Terminal.png chifflet-3:
oarprint gpu -P gpudevice,cpuset,host -C+ -F "1/OAR_USER_GPUDEVICE=% OAR_USER_CPUSET=% oarsh %" | tee gpu-executors
1/OAR_USER_GPUDEVICE=0 OAR_USER_CPUSET=20+18+14+12+16+0+6+26+24+22+10+4+2+8 oarsh
1/OAR_USER_GPUDEVICE=0 OAR_USER_CPUSET=20+18+12+14+16+0+26+24+22+6+10+4+8+2 oarsh
1/OAR_USER_GPUDEVICE=1 OAR_USER_CPUSET=25+13+27+11+9+15+23+19+1+21+17+5+7+3 oarsh
1/OAR_USER_GPUDEVICE=1 OAR_USER_CPUSET=13+25+27+11+23+19+15+9+1+21+17+7+5+3 oarsh
We create the task script ~/
1 #!/bin/bash
2 echo ===============================================================================
3 echo "TASK: $@"
4 echo -n "BEGIN: "; date
5 echo -n "Host: "; hostname
6 echo -n "Threads: "; cat /sys/fs/cgroup/cpuset/$(< /proc/self/cpuset)/cpuset.cpus
7 echo -n "GPUs: "; nvidia-smi | grep -io -e " \(tesla\|geforce\)[^|]\+|[^|]\+" | sed 's/|/=/' | paste -sd+ -
8 sleep 3
9 echo -n "END: "; date

The script shows the threads and GPU used by a task.

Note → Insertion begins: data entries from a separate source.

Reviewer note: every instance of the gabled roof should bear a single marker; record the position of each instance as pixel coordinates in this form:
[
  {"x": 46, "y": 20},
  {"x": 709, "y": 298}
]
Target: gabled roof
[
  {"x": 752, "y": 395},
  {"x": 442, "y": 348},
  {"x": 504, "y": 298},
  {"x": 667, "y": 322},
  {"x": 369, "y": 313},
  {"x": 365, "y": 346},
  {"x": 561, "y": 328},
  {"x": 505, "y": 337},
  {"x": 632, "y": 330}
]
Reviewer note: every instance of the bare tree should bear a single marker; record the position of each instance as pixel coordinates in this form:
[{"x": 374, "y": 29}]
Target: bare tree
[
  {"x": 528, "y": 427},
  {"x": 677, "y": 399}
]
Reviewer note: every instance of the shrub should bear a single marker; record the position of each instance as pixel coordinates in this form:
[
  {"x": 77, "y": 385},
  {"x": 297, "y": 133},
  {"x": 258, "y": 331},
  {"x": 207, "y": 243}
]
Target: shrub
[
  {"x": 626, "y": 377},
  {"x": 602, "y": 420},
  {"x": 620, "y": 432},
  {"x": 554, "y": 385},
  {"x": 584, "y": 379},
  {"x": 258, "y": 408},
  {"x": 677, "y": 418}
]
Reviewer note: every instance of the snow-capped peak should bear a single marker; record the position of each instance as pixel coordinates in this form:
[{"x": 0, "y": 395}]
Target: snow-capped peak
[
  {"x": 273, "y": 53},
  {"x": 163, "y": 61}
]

We make the script executable:

Terminal.png chifflet-3:
chmod 755 ~/
Finally, we run our GNU Parallel tasks
Terminal.png chifflet-3:
parallel --slf gpu-executors ~/ ::: {1..5}

Here is the output:

 1 ===============================================================================
 2 TASK: 1
 3 BEGIN: Thu 27 Feb 2020 10:01:53 PM CET
 4 Host:
 5 Threads: 1,3,5,7,9,11,13,15,17,19,21,23,25,27,29,31,33,35,37,39,41,43,45,47,49,51,53,55
 6 GPUs:  GeForce GTX 108...  Off  = 00000000:82:00.0 Off 
 7 END: Thu 27 Feb 2020 10:01:56 PM CET
 8 ===============================================================================
 9 TASK: 3
10 BEGIN: Thu 27 Feb 2020 10:01:53 PM CET
11 Host:
12 Threads: 0,2,4,6,8,10,12,14,16,18,20,22,24,26,28,30,32,34,36,38,40,42,44,46,48,50,52,54
13 GPUs:  GeForce GTX 108...  Off  = 00000000:03:00.0 Off 
14 END: Thu 27 Feb 2020 10:01:56 PM CET
15 ===============================================================================
16 TASK: 2
17 BEGIN: Thu 27 Feb 2020 10:01:53 PM CET
18 Host:
19 Threads: 1,3,5,7,9,11,13,15,17,19,21,23,25,27,29,31,33,35,37,39,41,43,45,47,49,51,53,55
20 GPUs:  GeForce GTX 108...  Off  = 00000000:82:00.0 Off 
21 END: Thu 27 Feb 2020 10:01:56 PM CET
22 ===============================================================================
23 TASK: 4
24 BEGIN: Thu 27 Feb 2020 10:01:53 PM CET
25 Host:
26 Threads: 0,2,4,6,8,10,12,14,16,18,20,22,24,26,28,30,32,34,36,38,40,42,44,46,48,50,52,54
27 GPUs:  GeForce GTX 108...  Off  = 00000000:03:00.0 Off 
28 END: Thu 27 Feb 2020 10:01:56 PM CET
29 ===============================================================================
30 TASK: 5
31 BEGIN: Thu 27 Feb 2020 10:01:56 PM CET
32 Host:
33 Threads: 1,3,5,7,9,11,13,15,17,19,21,23,25,27,29,31,33,35,37,39,41,43,45,47,49,51,53,55
34 GPUs:  GeForce GTX 108...  Off  = 00000000:82:00.0 Off 
35 END: Thu 27 Feb 2020 10:01:59 PM CET

As expected, every task only has access to 1 GPU.

Note.png Note

Regarding the CPU threads, when comparing with what is set in the sshlogin file, we see that we got those given by OAR along with their hyper-threading thread siblings (2nd thread for every core). This is because OAR in Grid'5000 does not define the thread siblings in its resources, but computes them at execution time.